それ以来、いくつもの国際会議の実行委員、論文委員を引き受けた。私の信念に近い手作り会議はほとんどない。どの会議でも「事務局屋」なる業者が入り込んでいる。たしかに、会議の配布資料はきちんとしているし、議事録はすぐにできる。しかし、ほとんどどの会議でもトラブルが発生する。主催者は、「金を出しているのだからこれくらいのことはしてくれても」と要求がエスカレートする。事務局屋さんは契約を盾に抵抗する。さらに、どの事務局屋さんだって1人の職員が1つの会議だけを扱うわけではないから混乱が起きることがある。レフェリーされた論文がいつまでたっても委員会に返ってこない。調べたら、他の会議のファイルに入っていたなんてことも2回経験した。なかには実行委員会と論文委員会がそれぞれ雇った事務局屋さんのコンピュータのデータ同士に互換性がなく結局実行委員が全部打ち直したなんてのもある。それに、費用である。依頼する事務量にもよるが、会議にかかる総予算の1ないし2割というのが相場である。総額3000万円の会議で300~600万円という額はばかにならない。この経験を踏まえてICTMC9では事務局屋さんにお願いしなかった。その分を発展途上国や経済困難国の援助にまわせるではないか。私たちは、国際会議の仕事を事務局(農工大)、論文委員会(長岡技科大)、総務部会(電通大)、広報部会(東理大)、財務部会(日大)、出版部会(大阪府大)、会場部会(東理大)と分散して実行した。そしてFAX、パソコンネットワークの発達がこれを支えた。この面でとくに農工大の纐纈先生、長岡高専の諸橋先生の寄与が大きい。
サーキュラーもすべてカメラレディの形で印刷屋に渡した。実行委員の1人である松本先生(山梨大:本分科会幹事)がこれまでの経験に基づいて原案を作成、NIFTY SERVE(パソコンネットワーク)を通じて(もちろん圧縮して)送っていただき、これをMS-WORDに読み込んで私が手直しし、最終的に纐纈先生の手でカメラレディフォームに仕上げられた。ホテル情報も同様に東理大の佐野先生からNIFTYを通じて送られた。Advanced Programも索引も長岡から送られたEXCELのファイルに基づいて作成した。会場で用いる参加登録用のデータベースも財務委員(日大滝沢先生)とのE-MAILによるやりとりで作成された。このため当日の受け付けでのトラブルは驚くほど少なかった。このようにパソコン通信によって遠隔地が時間差なしに結ばれることによって事務局業務の分散が可能になったのである。

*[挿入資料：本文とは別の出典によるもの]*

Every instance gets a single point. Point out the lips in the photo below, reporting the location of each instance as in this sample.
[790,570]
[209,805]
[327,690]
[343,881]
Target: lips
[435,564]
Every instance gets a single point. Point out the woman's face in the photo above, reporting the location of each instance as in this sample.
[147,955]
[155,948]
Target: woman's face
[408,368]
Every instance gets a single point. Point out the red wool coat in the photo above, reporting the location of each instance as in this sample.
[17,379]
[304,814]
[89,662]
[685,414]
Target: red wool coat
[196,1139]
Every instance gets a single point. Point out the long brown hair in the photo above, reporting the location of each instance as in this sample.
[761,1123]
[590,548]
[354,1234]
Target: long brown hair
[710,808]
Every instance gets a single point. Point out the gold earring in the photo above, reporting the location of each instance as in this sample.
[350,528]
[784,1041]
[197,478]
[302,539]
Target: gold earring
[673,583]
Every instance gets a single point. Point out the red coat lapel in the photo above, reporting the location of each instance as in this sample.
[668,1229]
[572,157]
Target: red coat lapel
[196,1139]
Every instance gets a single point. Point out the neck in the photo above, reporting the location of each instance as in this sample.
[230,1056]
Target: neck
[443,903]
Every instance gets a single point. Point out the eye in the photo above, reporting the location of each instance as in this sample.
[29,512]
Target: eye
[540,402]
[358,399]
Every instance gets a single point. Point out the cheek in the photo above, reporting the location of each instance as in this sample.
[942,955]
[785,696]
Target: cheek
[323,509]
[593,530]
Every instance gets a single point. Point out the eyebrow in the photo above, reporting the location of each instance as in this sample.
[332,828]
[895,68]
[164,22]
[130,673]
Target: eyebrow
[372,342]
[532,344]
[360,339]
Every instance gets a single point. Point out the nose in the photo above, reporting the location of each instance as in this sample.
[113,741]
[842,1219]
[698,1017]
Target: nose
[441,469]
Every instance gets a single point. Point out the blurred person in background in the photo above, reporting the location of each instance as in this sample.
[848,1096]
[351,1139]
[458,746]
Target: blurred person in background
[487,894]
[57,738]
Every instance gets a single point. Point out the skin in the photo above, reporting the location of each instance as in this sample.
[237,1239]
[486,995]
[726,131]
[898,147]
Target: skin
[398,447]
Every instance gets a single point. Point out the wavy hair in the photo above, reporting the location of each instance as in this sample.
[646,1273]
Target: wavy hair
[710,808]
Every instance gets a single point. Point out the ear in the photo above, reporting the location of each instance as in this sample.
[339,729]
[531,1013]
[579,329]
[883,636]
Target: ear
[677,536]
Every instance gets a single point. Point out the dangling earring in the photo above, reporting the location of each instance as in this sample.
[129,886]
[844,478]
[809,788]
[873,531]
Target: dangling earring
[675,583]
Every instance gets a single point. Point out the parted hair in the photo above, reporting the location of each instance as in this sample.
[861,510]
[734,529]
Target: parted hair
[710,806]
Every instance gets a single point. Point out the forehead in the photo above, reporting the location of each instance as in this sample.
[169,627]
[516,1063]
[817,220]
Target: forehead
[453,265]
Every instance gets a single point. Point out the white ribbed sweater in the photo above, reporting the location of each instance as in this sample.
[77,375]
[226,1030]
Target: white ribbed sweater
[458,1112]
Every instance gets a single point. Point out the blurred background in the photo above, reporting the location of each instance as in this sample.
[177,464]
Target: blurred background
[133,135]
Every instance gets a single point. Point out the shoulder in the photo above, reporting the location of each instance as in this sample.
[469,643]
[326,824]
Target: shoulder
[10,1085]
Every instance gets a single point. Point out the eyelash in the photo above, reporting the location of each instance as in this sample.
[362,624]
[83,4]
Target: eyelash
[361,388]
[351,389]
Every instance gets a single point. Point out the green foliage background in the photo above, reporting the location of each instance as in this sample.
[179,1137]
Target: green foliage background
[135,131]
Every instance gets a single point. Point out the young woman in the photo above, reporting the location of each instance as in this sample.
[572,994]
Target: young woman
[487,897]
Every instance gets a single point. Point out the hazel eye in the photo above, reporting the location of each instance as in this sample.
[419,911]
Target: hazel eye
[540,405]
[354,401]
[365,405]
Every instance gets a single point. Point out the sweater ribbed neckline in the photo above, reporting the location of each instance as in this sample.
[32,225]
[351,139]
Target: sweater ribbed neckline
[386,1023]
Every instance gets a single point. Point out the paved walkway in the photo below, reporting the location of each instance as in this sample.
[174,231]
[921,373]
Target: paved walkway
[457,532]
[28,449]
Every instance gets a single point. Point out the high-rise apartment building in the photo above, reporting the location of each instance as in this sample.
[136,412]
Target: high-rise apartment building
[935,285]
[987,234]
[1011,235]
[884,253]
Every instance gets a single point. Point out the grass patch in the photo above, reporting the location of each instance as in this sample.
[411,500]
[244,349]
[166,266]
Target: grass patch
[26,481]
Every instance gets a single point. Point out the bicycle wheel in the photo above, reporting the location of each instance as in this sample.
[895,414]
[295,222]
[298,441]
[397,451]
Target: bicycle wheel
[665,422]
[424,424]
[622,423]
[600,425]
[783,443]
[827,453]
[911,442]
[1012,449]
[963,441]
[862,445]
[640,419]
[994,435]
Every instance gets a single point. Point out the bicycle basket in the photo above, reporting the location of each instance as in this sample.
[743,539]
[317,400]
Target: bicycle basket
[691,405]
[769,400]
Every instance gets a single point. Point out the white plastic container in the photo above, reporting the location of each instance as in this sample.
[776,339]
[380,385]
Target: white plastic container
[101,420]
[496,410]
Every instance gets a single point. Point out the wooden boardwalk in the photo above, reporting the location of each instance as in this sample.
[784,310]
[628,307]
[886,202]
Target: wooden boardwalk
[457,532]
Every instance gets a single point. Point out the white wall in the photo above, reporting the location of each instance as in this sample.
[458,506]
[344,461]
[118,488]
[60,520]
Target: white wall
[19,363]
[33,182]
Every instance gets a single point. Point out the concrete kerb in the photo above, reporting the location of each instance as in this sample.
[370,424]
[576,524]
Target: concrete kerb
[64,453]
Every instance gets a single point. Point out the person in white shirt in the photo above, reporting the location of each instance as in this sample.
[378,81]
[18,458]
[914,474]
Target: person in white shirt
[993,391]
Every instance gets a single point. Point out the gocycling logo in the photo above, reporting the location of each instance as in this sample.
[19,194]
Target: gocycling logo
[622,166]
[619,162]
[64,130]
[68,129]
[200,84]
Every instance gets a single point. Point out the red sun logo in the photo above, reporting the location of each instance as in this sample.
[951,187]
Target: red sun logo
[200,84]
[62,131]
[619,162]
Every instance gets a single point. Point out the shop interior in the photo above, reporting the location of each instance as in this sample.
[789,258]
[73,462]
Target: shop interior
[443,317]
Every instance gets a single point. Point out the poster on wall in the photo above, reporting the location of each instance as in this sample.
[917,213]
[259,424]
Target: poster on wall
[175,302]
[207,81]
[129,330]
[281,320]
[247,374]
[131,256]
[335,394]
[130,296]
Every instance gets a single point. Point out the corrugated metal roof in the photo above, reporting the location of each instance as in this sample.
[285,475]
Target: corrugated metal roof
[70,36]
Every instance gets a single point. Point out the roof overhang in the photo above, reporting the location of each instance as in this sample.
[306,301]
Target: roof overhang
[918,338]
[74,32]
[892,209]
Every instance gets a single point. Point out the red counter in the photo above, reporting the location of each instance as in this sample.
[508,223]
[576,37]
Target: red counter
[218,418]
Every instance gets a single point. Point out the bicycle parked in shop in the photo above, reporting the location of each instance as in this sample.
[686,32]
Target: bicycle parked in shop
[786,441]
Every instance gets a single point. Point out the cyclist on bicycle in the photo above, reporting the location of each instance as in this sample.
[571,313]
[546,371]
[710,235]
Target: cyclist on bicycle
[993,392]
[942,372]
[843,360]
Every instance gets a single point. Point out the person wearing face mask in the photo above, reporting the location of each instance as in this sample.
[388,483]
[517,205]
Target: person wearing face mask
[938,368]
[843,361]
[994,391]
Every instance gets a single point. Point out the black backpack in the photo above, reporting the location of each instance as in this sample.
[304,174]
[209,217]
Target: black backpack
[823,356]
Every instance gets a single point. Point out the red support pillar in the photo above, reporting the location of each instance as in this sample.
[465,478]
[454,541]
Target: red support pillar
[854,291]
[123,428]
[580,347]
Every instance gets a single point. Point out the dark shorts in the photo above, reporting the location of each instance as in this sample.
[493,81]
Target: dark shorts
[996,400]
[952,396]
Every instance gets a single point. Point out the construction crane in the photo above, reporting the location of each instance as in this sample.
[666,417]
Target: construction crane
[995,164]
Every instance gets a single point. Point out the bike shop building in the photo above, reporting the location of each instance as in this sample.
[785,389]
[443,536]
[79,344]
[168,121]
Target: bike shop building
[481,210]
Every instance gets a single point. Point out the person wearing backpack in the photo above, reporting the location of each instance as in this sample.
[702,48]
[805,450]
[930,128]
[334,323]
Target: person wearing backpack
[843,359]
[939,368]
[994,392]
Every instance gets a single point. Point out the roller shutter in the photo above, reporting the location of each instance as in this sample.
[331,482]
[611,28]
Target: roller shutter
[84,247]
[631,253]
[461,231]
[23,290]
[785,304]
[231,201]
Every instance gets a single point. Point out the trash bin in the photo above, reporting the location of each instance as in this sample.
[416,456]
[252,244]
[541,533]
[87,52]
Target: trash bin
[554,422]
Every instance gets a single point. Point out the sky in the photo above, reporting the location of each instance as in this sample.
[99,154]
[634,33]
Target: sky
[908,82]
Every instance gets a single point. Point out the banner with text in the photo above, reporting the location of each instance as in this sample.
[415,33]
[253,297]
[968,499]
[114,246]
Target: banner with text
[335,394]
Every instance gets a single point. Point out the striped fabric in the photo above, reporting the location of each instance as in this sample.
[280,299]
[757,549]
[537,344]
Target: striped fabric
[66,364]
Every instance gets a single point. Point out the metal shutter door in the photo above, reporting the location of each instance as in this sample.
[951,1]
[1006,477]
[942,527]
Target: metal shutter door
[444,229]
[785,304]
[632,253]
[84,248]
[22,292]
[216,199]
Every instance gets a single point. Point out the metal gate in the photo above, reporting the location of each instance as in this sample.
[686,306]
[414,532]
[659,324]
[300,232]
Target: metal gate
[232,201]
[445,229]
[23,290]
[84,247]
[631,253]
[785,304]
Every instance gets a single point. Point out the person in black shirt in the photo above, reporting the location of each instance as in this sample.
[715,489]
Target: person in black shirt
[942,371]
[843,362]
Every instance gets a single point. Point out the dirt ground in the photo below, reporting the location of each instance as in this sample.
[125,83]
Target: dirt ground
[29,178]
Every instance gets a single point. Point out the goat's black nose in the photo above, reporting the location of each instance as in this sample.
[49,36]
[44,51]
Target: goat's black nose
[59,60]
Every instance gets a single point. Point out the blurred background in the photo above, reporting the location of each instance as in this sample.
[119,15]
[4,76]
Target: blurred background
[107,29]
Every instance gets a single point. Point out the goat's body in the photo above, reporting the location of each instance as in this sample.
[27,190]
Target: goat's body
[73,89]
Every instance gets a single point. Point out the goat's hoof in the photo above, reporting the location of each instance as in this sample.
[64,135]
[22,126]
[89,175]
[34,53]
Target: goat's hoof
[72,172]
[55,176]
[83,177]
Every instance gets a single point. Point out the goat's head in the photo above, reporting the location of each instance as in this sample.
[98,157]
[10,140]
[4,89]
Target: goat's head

ただ1つ専門家に任せればよかったと思ったのは旧ソ連人へのビザの発給のための手続きであった。このことは後の項で触れる。

   ヤーニェパニマーユ[わかりません]

国際会議の開催を20日後に控えた7月下旬のある日の夜11時頃である。このところ毎晩、研究室のICTMC9専用電話/FAXの前にかじりついている。この日は、ウクライナのウジュゴロド国立大のネボラ教授に「International Science Foundationからの援助が決まった」ということを伝えるために自宅に電話していたのである。大学にFAXをいれようとしたら、交換手がでて「FAXは働かない」という。教授につないでくれといったら、きょうは大学にはいないという。しかたなく自宅に電話しているのである。ビザをとるにはもうぎりぎりである。もうかれこれ20回くらいリダイヤルボタンを押しただろうか。なんども「こちらはKDDです。ただいま国際回線が混んでいます。もういちどおかけなおしください。」というテープメッセージ。やっと、サーという音で旧ソ連につながったなと思っても、途中でピッという音がして、話中音になる。21回目にやっと出た。英語で話し掛けるが、こどもの声で「ヤーニェパニマーユ(Я не понимаю)」(わかりません)。結局、彼はビザが間に合わなくて来日できなかった。毎日、毎晩、この調子で旧ソ連のあっちこっちにFAXをいれる。向こうからも、「大使館(領事館)がビザをくれない。なんとかしてくれ」、「なんとか滞在費の面倒をみてくれ」のFAX。とにかく、電話事情が悪い。モスクワやサンクトペテルブルグもひどい。10回や20回のリダイヤルはあたりまえである。FAXが真っ黒だったり、途中が読めなかったりのこともある。こちらからモスクワの日本大使館へ送ったFAXも半分読めないという。マシンのせいではない。回線が悲惨なのである。情報インフラが整備されない限り、せっかく冷戦が終結したのに国民はその恩恵にあずかれない。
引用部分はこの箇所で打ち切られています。